Analysts say that several factors explain the attitudes here. John Donohue, a professor at Stanford Law School, who was involved in death penalty research while teaching at Yale, said liberal politics and higher education, both hallmarks of New England, correlate with anti-death penalty sentiment. In addition, he said, New England has relatively low rates of crime, so fewer people here call for death as punishment.

Austin Sarat, a professor of jurisprudence at Amherst College in Massachusetts, said attitudes in New England toward the death penalty tended to be "utilitarian."

"People think about whether it works, whether it deters crime, whether it makes us safer," Sarat said.

And, he noted, Rhode Island and Massachusetts have the nation’s highest rates per capita of Roman Catholics. Even though church attendance here is relatively low, he said, "the American Catholic Church’s anti-death penalty position has played a role in sustaining the opposition."

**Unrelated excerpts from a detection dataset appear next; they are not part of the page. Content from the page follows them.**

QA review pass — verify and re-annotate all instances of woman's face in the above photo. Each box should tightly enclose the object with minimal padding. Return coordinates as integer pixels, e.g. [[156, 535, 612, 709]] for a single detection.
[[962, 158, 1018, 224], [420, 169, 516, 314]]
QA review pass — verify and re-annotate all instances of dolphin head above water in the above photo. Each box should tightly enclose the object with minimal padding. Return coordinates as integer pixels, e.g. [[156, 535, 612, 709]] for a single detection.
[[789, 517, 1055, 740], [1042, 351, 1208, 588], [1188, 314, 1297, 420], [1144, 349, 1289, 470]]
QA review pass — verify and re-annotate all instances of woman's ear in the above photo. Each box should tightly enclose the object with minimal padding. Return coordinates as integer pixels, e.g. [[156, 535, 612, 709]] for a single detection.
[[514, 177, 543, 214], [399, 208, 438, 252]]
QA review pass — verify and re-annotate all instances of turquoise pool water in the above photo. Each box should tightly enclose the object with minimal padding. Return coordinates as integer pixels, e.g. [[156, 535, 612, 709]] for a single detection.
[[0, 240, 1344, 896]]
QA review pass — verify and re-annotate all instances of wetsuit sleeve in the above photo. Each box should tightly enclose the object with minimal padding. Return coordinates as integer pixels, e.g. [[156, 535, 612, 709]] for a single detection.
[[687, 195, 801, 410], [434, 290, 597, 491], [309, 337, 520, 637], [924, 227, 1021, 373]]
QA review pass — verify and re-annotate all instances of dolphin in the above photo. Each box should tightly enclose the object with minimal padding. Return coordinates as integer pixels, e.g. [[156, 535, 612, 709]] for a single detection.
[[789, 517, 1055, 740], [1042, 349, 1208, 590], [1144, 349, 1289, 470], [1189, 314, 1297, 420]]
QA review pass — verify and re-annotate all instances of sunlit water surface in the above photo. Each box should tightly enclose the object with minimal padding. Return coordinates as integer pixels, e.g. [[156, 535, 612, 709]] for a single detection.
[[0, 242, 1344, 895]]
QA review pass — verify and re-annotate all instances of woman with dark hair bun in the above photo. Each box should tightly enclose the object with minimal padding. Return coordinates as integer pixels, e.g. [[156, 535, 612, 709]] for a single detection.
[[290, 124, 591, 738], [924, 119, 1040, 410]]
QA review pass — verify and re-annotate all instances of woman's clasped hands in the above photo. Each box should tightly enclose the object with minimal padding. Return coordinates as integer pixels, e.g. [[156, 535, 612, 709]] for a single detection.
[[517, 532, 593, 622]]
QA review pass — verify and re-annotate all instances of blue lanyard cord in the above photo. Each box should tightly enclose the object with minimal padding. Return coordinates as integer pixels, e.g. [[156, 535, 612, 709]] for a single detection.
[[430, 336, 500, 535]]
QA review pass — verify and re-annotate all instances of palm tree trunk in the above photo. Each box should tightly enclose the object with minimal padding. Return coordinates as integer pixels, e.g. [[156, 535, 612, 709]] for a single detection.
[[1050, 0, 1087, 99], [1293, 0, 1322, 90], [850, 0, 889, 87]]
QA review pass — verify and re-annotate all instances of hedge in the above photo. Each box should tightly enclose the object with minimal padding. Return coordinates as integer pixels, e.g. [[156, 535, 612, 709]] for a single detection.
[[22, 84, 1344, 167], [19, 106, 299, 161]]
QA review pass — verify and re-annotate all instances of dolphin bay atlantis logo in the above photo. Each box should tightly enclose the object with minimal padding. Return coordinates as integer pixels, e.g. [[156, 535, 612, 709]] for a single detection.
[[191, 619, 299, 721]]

The WBUR poll found that opposition toward the death penalty was not as great in the Boston metropolitan region as it was in the city itself, but those in the metro area still preferred a sentence of life in prison over death: 49 percent favored sending Tsarnaev to prison for life, while 38 percent opted for death.

This might hearten the defense, but the poll does not necessarily reflect the views of the jurors who will decide the case. The jury was selected from beyond metro Boston to all of eastern Massachusetts, where support for the death penalty is greater.

The poll interviewed 504 registered voters from March 16-18 and has a margin of sampling error of plus or minus 5 percentage points. It interviewed 229 voters in Boston; that portion of the poll has a margin of sampling error of plus or minus 7 percentage points.